A new passport was issued to him in the name of Danylo Kostyantynovych Solonchak and in early 1944 he was sent to Lviv with a number of tasks to establish work of the underground.

After the liberation of the city from the Nazis, the Soviet military administration, together with the state security agencies, began searching for the unreliable, those who fought in the Ukrainian Insurgent Army and welcomed the return of Soviet power without much joy. Everyone was sifted through the KGB sieve: where he was, what he did, with whom and against whom he fought, and so on – all the way back to 1917. I. Lytvynenko was soon detained. He was promised life if he told about his activities in the underground.
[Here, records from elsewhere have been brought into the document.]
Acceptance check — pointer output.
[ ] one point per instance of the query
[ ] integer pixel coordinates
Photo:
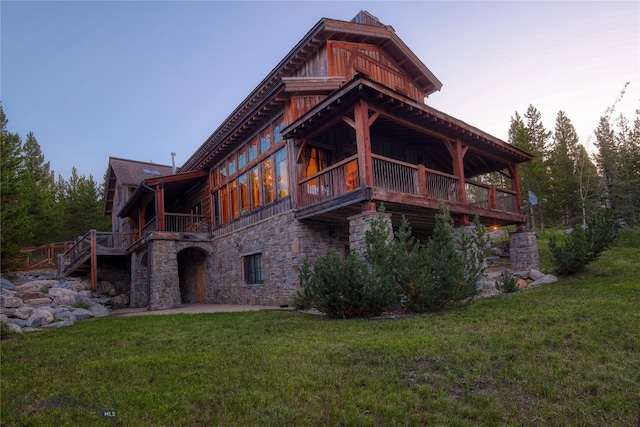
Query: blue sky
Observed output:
(143, 79)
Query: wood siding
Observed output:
(348, 59)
I. Lytvynenko tried to play by his own rules. During interrogations, he spoke about his participation in the First Winter Campaign, life in exile, the activities of the UPR government and its intelligence service which at that time had long ceased to exist. But they wanted to hear something else from him. They asked about the organization of the OUN underground and connections with UPA leaders. He did not deny that he had such contacts, but confessed only to those who had already died or were abroad. He was released from prison for some time and was under surveillance to find out about his connections. And because of purposeful pressure, ideological influence and all sorts of promises they tried to talk him into cooperation. But in vain.

Eventually, the detectives got sick and tired of him. The investigator then ruled:

“Despite the fact that Lytvynenko-Morozenko was given the opportunity to atone for his guilt before the Soviet authorities, he on his own initiative did not provide us with any information about the OUN-UPA underground, hides from us known to him OUN members, but he himself does maintain his ties with OUN-UPA.

Decision:

Lytvynenko-Morozenko Ivan Danylovych, who lives at the address: 24, Yakhovycha Street, Flat 1, Lviv, to be arrested… ”(BSA of the SBU. – Case 10418. - P 3–3).

The arrest was authorized on June 1, 1946. The investigation lasted until the end of the year and ended on December 12 with a death sentence handed down by a military tribunal of the Kyiv Region Ministry of Internal Affairs. But for more than two months I. Lytvynenko was kept in the death cell of Lukyanivka prison. Perhaps they hoped that he would tell everything he kept silent about during interrogations. He did not.

Ivan Danylovych Lytvynenko was shot dead on February 17, 1947.